A clear employment agreement protects both employer and employee from disputes over pay, benefits, confidentiality, and termination. This builder generates a complete agreement covering the essential provisions - fill in your details and copy the finished document directly.
1. Parties and position
2. Employment type and classification
3. Compensation
4. Benefits
5. Confidentiality and restrictive covenants
6. Termination terms
7. Governing state and signatures
An employment attorney reviews your completed contract for state-specific compliance, non-compete enforceability, and required disclosures before it's signed. Attorney review typically costs $300 to $800 and prevents much costlier disputes later.

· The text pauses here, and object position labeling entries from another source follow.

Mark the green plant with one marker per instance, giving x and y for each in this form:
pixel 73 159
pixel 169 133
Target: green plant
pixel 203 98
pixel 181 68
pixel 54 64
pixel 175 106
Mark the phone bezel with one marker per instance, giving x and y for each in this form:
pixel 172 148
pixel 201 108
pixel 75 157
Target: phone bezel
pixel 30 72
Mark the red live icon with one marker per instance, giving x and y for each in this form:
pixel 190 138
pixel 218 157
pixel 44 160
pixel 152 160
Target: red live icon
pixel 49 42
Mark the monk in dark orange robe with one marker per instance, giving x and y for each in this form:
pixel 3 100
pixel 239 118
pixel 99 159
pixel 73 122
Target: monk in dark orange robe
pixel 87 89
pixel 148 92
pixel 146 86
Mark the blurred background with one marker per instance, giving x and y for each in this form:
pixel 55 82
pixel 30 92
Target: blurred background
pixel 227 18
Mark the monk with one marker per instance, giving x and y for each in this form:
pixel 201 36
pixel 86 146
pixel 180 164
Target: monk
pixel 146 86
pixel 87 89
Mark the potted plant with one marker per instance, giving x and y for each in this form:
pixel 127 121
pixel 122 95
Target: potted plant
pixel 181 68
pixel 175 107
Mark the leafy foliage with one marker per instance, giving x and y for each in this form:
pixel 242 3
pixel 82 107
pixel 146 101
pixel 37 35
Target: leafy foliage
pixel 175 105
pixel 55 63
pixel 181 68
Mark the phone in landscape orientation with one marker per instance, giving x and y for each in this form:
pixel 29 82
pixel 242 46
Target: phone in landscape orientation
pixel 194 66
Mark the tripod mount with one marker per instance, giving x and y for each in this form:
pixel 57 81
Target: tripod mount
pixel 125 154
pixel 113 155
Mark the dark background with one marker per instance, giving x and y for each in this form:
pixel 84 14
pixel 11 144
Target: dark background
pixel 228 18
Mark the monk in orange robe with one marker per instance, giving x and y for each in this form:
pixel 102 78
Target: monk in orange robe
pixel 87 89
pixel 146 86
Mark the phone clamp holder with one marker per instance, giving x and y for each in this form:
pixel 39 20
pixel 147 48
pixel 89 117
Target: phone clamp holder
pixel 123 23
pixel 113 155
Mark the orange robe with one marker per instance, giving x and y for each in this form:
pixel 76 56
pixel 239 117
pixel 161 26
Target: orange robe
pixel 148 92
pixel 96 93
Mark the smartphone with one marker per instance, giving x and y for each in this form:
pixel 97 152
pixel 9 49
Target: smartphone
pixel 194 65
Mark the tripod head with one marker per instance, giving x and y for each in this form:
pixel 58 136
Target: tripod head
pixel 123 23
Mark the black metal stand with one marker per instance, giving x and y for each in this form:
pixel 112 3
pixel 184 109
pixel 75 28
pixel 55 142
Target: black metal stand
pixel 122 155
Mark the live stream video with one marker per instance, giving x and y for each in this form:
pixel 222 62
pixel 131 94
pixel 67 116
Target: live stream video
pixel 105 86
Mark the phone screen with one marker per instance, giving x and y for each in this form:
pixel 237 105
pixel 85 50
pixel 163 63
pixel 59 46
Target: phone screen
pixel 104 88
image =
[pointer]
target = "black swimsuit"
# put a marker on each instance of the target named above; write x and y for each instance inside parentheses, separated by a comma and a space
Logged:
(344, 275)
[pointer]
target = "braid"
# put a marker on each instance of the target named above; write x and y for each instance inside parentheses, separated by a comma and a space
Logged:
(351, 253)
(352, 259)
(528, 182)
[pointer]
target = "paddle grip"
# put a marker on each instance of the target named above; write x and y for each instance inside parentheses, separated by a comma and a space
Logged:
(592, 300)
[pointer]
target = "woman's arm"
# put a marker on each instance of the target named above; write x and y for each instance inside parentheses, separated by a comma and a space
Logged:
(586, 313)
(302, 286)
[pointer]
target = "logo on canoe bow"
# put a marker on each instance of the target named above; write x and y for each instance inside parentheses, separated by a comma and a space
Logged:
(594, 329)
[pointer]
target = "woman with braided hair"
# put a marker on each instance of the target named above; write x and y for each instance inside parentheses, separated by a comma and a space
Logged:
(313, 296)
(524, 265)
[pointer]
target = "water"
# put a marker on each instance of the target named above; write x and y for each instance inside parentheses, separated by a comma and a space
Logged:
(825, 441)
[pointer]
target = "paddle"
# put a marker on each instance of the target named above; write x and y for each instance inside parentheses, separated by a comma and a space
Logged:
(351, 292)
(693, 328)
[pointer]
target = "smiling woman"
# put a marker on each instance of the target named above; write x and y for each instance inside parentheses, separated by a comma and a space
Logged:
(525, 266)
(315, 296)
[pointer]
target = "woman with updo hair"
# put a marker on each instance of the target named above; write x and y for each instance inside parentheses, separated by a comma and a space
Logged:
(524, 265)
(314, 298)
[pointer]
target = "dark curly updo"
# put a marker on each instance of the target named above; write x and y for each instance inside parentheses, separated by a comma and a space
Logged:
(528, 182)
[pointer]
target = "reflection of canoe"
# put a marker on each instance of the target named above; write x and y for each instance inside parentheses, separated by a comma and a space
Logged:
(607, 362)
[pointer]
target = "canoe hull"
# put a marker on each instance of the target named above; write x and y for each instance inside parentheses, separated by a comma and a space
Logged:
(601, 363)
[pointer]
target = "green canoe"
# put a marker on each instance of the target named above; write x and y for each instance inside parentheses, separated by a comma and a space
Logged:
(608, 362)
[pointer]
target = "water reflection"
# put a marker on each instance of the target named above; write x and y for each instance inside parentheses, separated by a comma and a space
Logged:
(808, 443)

Every clear employment agreement should identify the parties, job title and duties, compensation and pay frequency, benefits, and whether the employment is at-will or for a fixed term. Vague or missing terms create ambiguity that favors whoever holds more power in the relationship - usually the employer.
Beyond the basics, well-drafted agreements address confidentiality obligations, any restrictive covenants (non-compete, non-solicitation), and termination terms including notice periods and severance. Each of these areas is a common source of disputes when left undefined.
If you're evaluating whether a worker relationship should even be structured as an employment agreement versus a contractor arrangement, use the misclassified worker screener to check the classification factors first.
Most U.S. states follow "at-will" employment by default - either the employer or employee can end the relationship at any time, for almost any reason (excluding illegal discrimination or retaliation), without notice. An employment contract can preserve at-will status explicitly, or can modify it by specifying a fixed term or requiring "cause" for termination.
Some contract language can accidentally undermine at-will status - overly detailed disciplinary procedures or promises of continued employment can sometimes be interpreted by courts as creating an implied contract limiting at-will termination, even if the document doesn't say so explicitly. If you want to preserve at-will status, this generator includes clear language to that effect.
It depends heavily on your state. California, North Dakota, and Oklahoma ban most employee non-competes outright. Minnesota, Colorado, and several other states have recently restricted or banned them for most workers. Even in states that allow non-competes, courts require them to be reasonable in duration, geographic scope, and the specific activities restricted - an overly broad non-compete is often unenforceable even where the concept is generally permitted.
The Federal Trade Commission has also proposed rules that would ban most non-competes nationwide, though the legal status of such rules has been subject to ongoing litigation. Given this shifting landscape, always have an employment attorney confirm current enforceability in your specific state before relying on a non-compete clause.